The report is split into three parts. At the top left is a pie chart showing you how much of your space is consumed by files grouped by age since their last use. In the example above you can see 54% of our space is used by files that have not been accessed in two years or more, and another 25%, represented by the yellow 730 day bucket, haven’t been accessed in the last year. Effectively we’re saying 80% of our share is old files that nobody is using. This kind of information can be crucial when deciding when it’s time to expand your storage. Are you paying for an expensive flash system to store files nobody uses? Could you move some of the old stuff off to a cloud storage provider like Amazon S3 or Azure Blob Storage, both of which offer glacial file storage with a very small cost compared to adding drawers to your arrays?

Next to the pie chart is the same data in column format. It’s the same data with a different view so you can see the buckets by type a little more clearly. While we have trend charts for all these breakdowns you can see some interesting trends on the column chart too. I can see that 3 years ago all the people in the office that uses this share probably used it for everything.

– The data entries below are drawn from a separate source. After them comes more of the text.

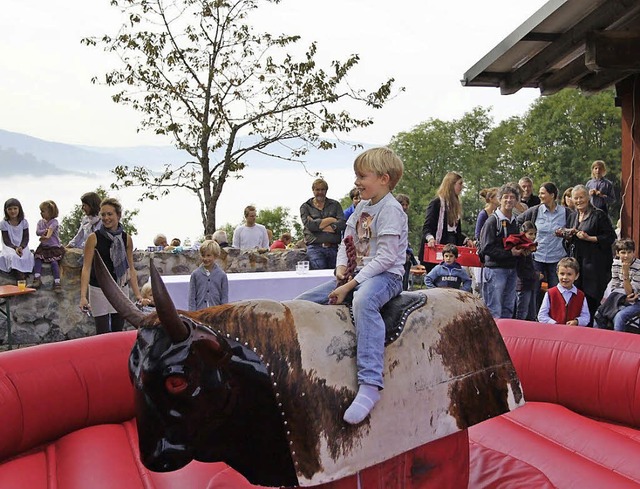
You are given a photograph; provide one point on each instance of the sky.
(425, 45)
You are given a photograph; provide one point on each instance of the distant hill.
(23, 154)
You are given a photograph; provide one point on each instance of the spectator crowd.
(537, 248)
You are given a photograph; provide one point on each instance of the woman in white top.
(16, 258)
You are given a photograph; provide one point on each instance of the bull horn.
(114, 294)
(167, 313)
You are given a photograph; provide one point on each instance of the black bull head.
(198, 395)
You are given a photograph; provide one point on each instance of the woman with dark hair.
(115, 247)
(490, 196)
(589, 239)
(443, 216)
(500, 277)
(90, 221)
(567, 201)
(548, 217)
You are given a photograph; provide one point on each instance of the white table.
(277, 286)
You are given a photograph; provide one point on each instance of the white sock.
(362, 405)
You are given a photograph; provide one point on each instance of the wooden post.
(628, 92)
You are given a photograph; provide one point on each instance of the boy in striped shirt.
(625, 278)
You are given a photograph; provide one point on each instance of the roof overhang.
(588, 44)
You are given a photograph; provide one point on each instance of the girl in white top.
(16, 258)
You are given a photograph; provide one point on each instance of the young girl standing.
(15, 257)
(49, 250)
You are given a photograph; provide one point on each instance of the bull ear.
(167, 313)
(114, 294)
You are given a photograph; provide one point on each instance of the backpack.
(480, 249)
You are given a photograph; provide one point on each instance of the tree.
(198, 72)
(568, 131)
(71, 222)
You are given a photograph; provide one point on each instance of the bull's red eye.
(175, 384)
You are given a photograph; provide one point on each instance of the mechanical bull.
(262, 385)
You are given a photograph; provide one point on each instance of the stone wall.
(46, 316)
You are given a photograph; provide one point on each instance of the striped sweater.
(616, 284)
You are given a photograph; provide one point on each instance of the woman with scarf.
(116, 250)
(90, 221)
(442, 219)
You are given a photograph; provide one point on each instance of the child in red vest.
(564, 303)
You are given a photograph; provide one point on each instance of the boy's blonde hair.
(210, 246)
(601, 164)
(569, 262)
(381, 161)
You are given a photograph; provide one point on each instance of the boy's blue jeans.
(625, 314)
(367, 300)
(499, 291)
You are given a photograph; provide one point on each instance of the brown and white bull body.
(263, 385)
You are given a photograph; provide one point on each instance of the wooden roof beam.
(616, 50)
(568, 76)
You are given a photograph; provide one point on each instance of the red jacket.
(562, 312)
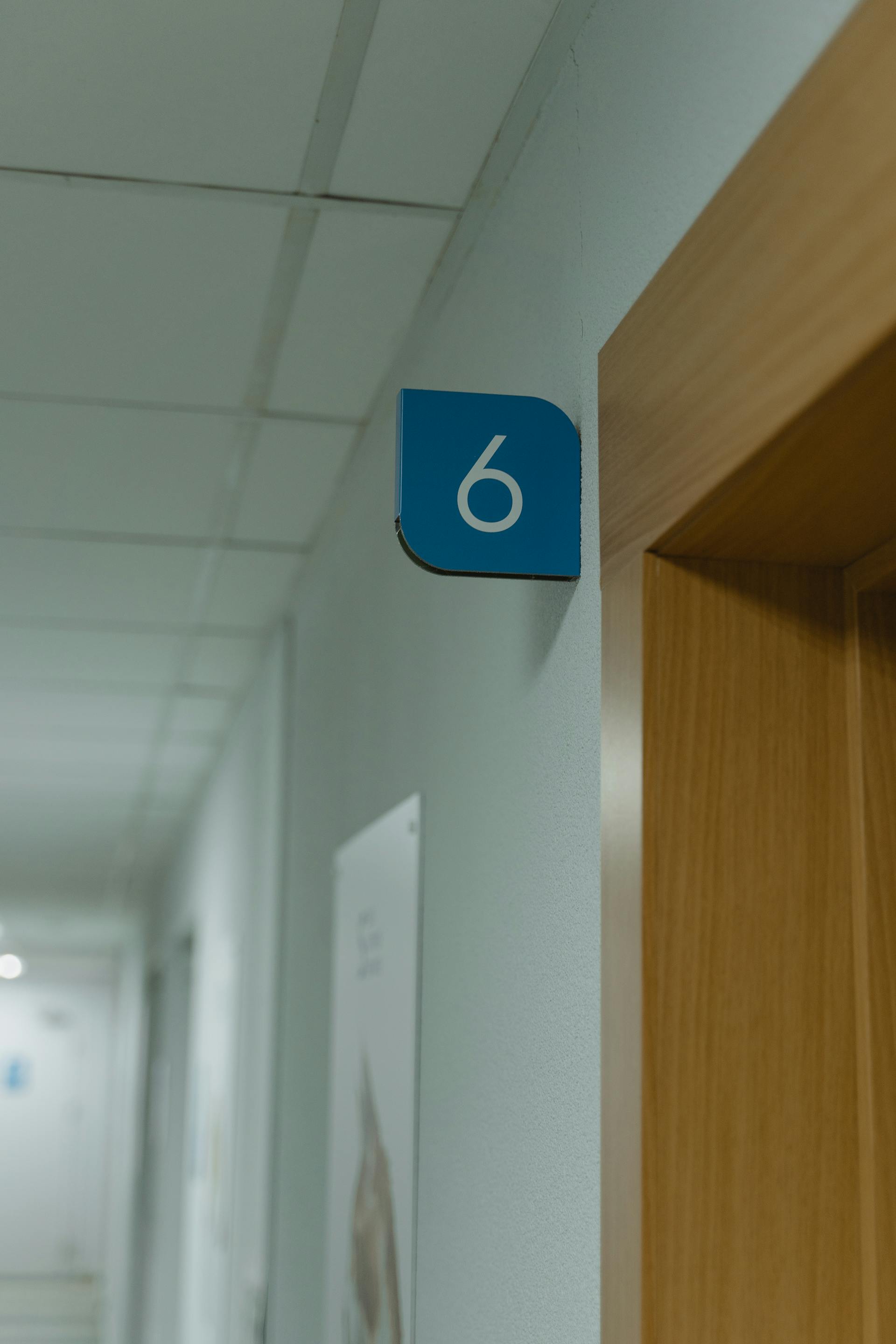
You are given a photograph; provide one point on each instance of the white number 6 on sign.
(483, 472)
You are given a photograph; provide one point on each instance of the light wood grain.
(861, 973)
(876, 624)
(621, 785)
(876, 570)
(750, 1128)
(784, 284)
(823, 494)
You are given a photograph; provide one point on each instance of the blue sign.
(488, 486)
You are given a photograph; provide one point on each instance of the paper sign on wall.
(372, 1117)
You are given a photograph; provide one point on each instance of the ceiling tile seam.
(337, 95)
(140, 690)
(227, 413)
(340, 83)
(252, 633)
(184, 542)
(304, 201)
(285, 283)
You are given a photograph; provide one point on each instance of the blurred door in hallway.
(164, 1151)
(56, 1036)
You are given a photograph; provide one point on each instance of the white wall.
(224, 894)
(70, 943)
(57, 1025)
(485, 695)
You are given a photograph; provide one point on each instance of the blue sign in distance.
(488, 486)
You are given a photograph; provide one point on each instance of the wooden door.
(749, 799)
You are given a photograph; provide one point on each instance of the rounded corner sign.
(488, 486)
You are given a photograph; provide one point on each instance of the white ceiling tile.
(363, 280)
(92, 581)
(201, 714)
(292, 480)
(119, 295)
(111, 471)
(252, 589)
(164, 88)
(31, 713)
(219, 660)
(457, 66)
(105, 656)
(186, 756)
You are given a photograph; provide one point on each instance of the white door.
(54, 1089)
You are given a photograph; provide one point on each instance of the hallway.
(308, 573)
(50, 1311)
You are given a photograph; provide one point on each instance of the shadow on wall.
(547, 608)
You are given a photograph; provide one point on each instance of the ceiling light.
(11, 967)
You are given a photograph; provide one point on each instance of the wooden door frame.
(723, 398)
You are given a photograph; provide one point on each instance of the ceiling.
(218, 224)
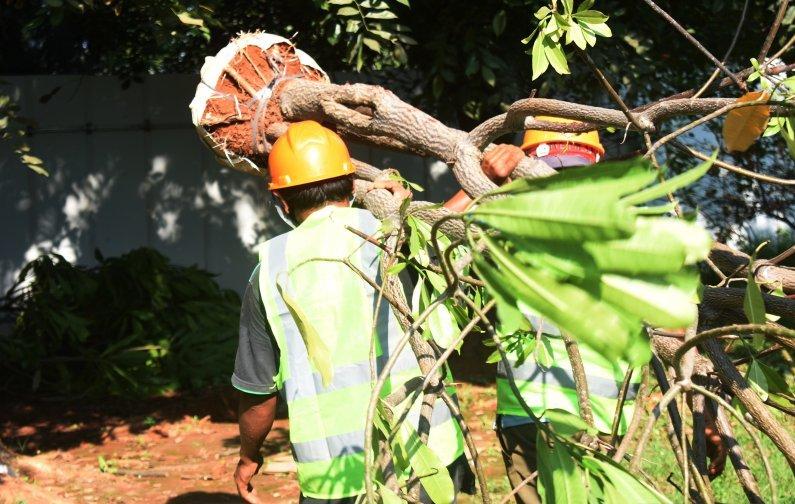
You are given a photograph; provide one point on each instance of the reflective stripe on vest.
(554, 387)
(327, 423)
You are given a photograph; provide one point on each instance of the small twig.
(240, 80)
(690, 38)
(716, 72)
(771, 35)
(732, 168)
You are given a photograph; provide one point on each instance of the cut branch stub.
(235, 108)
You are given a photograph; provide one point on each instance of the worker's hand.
(716, 450)
(501, 161)
(246, 469)
(393, 186)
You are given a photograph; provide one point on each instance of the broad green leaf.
(561, 480)
(601, 29)
(538, 56)
(659, 304)
(426, 464)
(757, 379)
(573, 310)
(628, 487)
(556, 56)
(499, 22)
(565, 423)
(319, 354)
(670, 185)
(576, 215)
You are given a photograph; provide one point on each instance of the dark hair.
(318, 194)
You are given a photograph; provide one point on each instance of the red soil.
(229, 118)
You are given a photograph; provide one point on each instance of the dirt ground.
(181, 449)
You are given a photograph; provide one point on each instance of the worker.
(553, 387)
(311, 178)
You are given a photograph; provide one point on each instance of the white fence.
(128, 170)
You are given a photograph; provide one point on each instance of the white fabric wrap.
(211, 72)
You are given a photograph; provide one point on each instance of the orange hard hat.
(307, 153)
(533, 138)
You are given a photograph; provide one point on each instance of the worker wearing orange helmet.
(307, 329)
(553, 386)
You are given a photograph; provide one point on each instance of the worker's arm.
(256, 368)
(255, 419)
(497, 165)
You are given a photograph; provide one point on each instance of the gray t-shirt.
(257, 359)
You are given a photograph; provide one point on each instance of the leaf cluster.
(133, 325)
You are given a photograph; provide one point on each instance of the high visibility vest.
(327, 423)
(553, 387)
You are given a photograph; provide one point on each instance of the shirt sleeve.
(257, 359)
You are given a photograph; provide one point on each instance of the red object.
(554, 149)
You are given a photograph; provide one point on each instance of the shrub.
(133, 325)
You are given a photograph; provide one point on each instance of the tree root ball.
(236, 100)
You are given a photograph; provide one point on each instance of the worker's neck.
(302, 216)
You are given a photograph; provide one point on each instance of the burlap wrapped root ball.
(237, 99)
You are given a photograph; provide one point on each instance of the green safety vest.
(553, 387)
(327, 423)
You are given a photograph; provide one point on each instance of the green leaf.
(385, 14)
(426, 465)
(575, 215)
(498, 22)
(753, 303)
(372, 44)
(670, 185)
(388, 496)
(613, 178)
(572, 309)
(574, 34)
(757, 379)
(348, 11)
(543, 353)
(591, 17)
(556, 56)
(542, 13)
(396, 268)
(560, 479)
(187, 19)
(657, 303)
(539, 57)
(601, 29)
(319, 354)
(488, 75)
(628, 487)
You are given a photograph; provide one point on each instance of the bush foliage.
(134, 325)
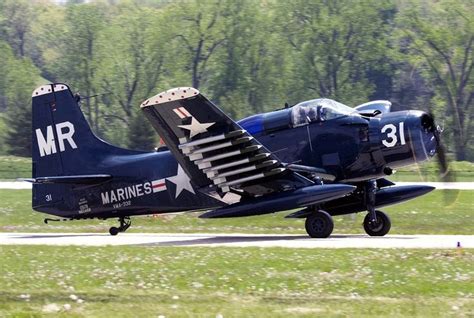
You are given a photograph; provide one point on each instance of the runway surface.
(19, 185)
(239, 240)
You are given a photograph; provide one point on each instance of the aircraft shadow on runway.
(216, 240)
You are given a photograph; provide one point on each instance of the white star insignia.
(182, 182)
(195, 128)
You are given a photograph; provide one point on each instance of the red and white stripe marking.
(181, 112)
(158, 185)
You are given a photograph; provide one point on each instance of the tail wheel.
(319, 224)
(380, 227)
(114, 230)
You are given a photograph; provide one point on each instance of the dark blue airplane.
(319, 156)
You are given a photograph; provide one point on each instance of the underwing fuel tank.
(282, 201)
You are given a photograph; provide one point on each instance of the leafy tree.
(19, 77)
(79, 57)
(440, 41)
(335, 44)
(197, 26)
(15, 24)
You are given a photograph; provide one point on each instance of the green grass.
(426, 215)
(12, 167)
(463, 171)
(235, 282)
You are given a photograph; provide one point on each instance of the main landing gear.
(319, 224)
(125, 223)
(376, 223)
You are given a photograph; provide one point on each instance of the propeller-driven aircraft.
(319, 156)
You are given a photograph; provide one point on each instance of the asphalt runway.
(19, 185)
(239, 240)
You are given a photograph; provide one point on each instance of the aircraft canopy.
(320, 109)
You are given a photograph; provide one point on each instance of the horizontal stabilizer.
(282, 201)
(79, 179)
(318, 172)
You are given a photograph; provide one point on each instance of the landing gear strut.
(125, 223)
(319, 224)
(376, 223)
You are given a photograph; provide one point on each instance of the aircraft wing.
(213, 149)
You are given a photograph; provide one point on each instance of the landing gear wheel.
(319, 224)
(114, 230)
(124, 225)
(380, 227)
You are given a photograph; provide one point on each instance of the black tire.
(319, 224)
(381, 227)
(114, 231)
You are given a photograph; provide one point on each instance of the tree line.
(247, 56)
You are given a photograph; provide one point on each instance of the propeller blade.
(446, 175)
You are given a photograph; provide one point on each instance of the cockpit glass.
(321, 109)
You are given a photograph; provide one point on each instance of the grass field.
(151, 281)
(426, 215)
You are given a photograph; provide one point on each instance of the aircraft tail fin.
(63, 143)
(65, 150)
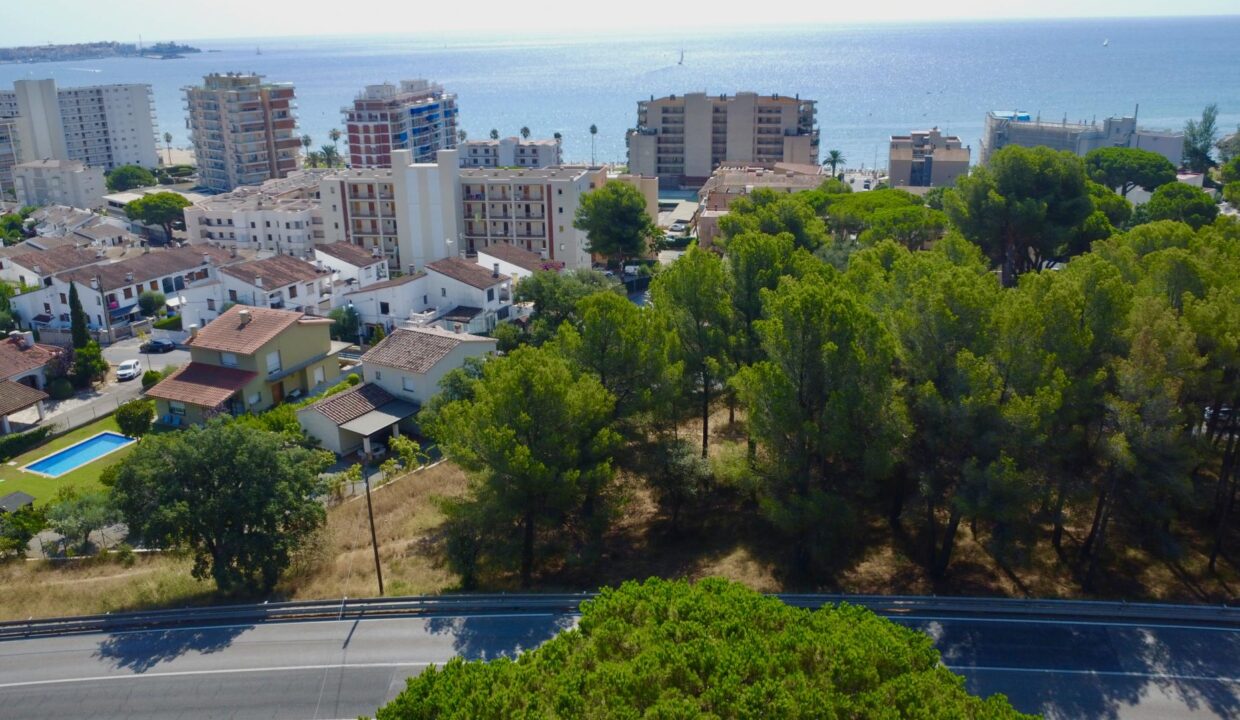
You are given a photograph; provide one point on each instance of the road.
(320, 669)
(86, 408)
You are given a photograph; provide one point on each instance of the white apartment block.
(243, 130)
(409, 211)
(1006, 128)
(418, 117)
(510, 153)
(99, 125)
(681, 139)
(280, 216)
(58, 182)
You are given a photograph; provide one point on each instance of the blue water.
(871, 81)
(77, 455)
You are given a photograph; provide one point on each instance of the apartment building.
(510, 153)
(247, 361)
(1006, 128)
(417, 115)
(243, 129)
(408, 211)
(98, 125)
(282, 216)
(51, 181)
(681, 139)
(926, 159)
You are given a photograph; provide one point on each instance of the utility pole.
(375, 542)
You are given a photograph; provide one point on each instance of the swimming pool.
(75, 456)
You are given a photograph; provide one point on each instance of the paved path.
(345, 668)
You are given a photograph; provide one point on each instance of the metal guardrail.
(450, 605)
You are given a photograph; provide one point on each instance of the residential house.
(402, 372)
(247, 361)
(280, 281)
(355, 267)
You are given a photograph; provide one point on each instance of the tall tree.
(1199, 138)
(1023, 208)
(536, 439)
(821, 407)
(1124, 169)
(78, 322)
(1184, 203)
(242, 501)
(693, 294)
(615, 221)
(159, 208)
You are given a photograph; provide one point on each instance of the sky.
(62, 21)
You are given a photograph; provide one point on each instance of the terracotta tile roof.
(351, 404)
(417, 350)
(465, 272)
(202, 384)
(17, 397)
(518, 257)
(57, 259)
(16, 360)
(392, 283)
(145, 267)
(350, 253)
(275, 272)
(231, 332)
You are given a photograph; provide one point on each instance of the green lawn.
(13, 478)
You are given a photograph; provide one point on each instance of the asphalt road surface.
(347, 668)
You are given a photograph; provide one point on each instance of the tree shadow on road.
(1095, 672)
(482, 637)
(144, 649)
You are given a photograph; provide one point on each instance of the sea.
(869, 81)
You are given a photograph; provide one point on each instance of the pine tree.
(77, 320)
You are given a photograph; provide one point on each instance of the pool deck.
(79, 443)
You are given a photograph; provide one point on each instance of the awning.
(381, 419)
(123, 311)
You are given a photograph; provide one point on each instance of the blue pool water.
(77, 455)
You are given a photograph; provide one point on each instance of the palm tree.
(330, 155)
(833, 159)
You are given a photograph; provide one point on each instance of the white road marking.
(220, 672)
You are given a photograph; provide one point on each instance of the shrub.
(134, 417)
(14, 445)
(60, 388)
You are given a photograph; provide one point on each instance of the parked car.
(129, 369)
(159, 345)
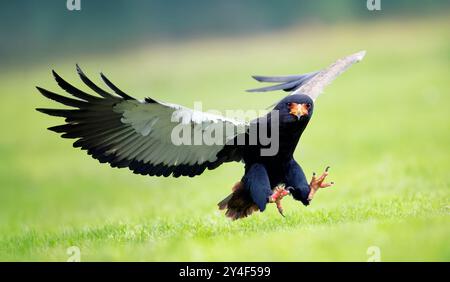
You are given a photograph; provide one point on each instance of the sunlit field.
(383, 127)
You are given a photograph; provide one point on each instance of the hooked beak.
(299, 110)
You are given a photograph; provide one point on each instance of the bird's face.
(295, 108)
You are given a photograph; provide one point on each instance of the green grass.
(383, 127)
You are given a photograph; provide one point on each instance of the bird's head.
(295, 108)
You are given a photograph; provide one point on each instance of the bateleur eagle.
(115, 128)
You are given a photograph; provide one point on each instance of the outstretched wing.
(311, 84)
(148, 137)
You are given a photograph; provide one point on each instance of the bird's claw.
(318, 182)
(279, 193)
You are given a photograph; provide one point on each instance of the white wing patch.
(154, 123)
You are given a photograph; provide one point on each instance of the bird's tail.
(239, 203)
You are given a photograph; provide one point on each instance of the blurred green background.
(383, 127)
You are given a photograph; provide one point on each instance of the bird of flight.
(118, 129)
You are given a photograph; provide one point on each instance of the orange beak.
(299, 110)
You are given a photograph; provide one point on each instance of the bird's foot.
(318, 182)
(278, 194)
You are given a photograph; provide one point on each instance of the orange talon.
(279, 193)
(318, 182)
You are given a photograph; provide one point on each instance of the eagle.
(156, 138)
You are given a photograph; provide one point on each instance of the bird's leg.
(278, 194)
(318, 182)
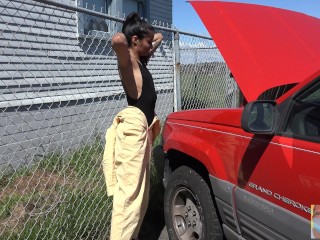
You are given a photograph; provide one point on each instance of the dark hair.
(134, 25)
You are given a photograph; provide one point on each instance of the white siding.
(161, 10)
(58, 89)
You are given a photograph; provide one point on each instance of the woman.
(129, 139)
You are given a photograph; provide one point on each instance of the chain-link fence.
(59, 91)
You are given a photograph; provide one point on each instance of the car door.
(279, 205)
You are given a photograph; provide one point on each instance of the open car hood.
(264, 47)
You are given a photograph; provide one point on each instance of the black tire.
(189, 208)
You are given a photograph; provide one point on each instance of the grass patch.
(63, 197)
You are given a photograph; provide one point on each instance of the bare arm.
(120, 45)
(156, 42)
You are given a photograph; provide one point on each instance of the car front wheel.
(189, 209)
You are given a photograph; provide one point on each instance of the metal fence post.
(176, 77)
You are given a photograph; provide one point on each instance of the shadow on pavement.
(153, 223)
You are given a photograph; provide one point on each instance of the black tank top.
(147, 100)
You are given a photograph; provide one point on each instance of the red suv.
(251, 172)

See how high the orange column is? Those are office files like word processing documents, spreadsheets, and presentations. The 730-day bucket is significantly smaller but the compressed files, which are files like zip and tar files. The closer you get to the 30-day bucket the less we see those text files. So where are our users storing their work files now? Did they stop using the share, which is backed up, secured, and auditable in favor of just working on their laptop’s hard drive? Did everybody start using a service like DropBox or Google Drive? Does that mean we can migrate this and re-purpose this storage for something else?

The file analysis reports surface these kinds of information so you can have meaningful discussions with your storage team as well as your business users. Without these reports you might be wasting valuable resources or worse, buying storage might not need.

The last element in the report is of course the data used to generate the graph. It’s at the bottom in a customizable data grid.

Field

What It Means

Share Name

The name of the share

Total Share Size

The size of the share

Text Size

The total size of all text and text-like files such as those created by an office suite of tools like Microsoft Office

Text Count

The total number of all text and text-like files such as those created by an office suite of tools like Microsoft Office

AV Size

The total size of all audio-visual files on that share

AV Count

The total count of all audio-visual files on the share

DB Size

The total size of all database files on the share

DB Count

The total count of all database files on the share

Compressed Size

The total size of all compressed files like zip, tar, 7z, etc.

Compressed Count

The total number of compressed files found on the share

Other Size

The total size of files scanned that didn’t fit any other classification

Other Count

The total count of files scanned that didn’t fit any other classification

Custom Size

Total size of files found that match the custom criteria set up by each customer (optional)

Custom count

Total count of files found that match the custom criteria set up by each customer (optional)

Group Name

The owner of the share within your organization. This is not used in the present release and will likely be taken out in the next release.